The Sky Hub project aims to coordinate a global network of smart sensor technologies that will upload unusual phenomena spotted in the sky to a unified (cloud-based) database. Data is then processed by artificial intelligence (AI) software to tease out anomalies that look like UFO/UAP activity.
Project chair Christopher Cogswell told Space.com that the ultimate goal was to host a worldwide digital UFO database that anyone can access under a Creative Commons License using Sky Hub’s open-source software.
To run a Sky Hub tracker station takes a bit of tech-knowhow but Sky Hub provides detailed instructions that should help even those with limited experience. Each station requires hardware, an enclosure, and free Sky Hub software. You purchase the hardware, put it together, stuff it in an enclosure, and install the Sky Hub AI software. Then connect to the Sky Hub network and start looking for UFOs!
The required hardware includes a cheap Jetson Nano, Jetson Xavier NX, or Jetson Xavier AGX processor (the brains of the system). The Nano allows for a single camera while the Xavier models allow for multiple cameras. Other hardware requirements include a Adafruit GPS module (easily found online), a power supply unit, a fisheye camera, NVMe drive, USB3 storage, and other misc. electronic components (e.g. barrel jacks, breakout board, etc.).

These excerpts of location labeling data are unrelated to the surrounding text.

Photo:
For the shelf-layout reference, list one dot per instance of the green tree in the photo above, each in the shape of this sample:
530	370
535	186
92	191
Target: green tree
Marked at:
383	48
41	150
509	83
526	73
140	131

Other than the fisheye camera, the components are rather cheap. The low-end Sky Hub tracker can be built for a total of about $700 and that includes $400 for the fisheye camera (a quality camera is required for good results). The components are then assembled and placed in a Sky Hub enclosure like the one shown in the picture above.
Since the electronic components are modular, assembly of the Sky Hub tracker is pretty simple. For instance, the Adafruit GPS, USB3 storage and NVMe driver plug directly into the Jetson processor. No soldering or anything like that. The AI software is provided by Sky Hub and installed onto the Jetson device.
Each person’s tracker device is connected to the Sky Hub network. Tracker sensors in the device (i.e. Radio Frequency monitors, video feeds, magnetometers) gather data. The Jetson processor uses AI to analyze the gathered dat and compare it to the local background information to determine when anomalies occur. When an anomaly is found, it is sent to the Sky Hub Clouud where it is stored and made open to the public for research purposes.
The project team consists of a wide variety of specialists and engineers including software developers, optics experts, data scientists, sound engineers, astronomers, graphics designers, etc. Volunteers are welcome to join the project.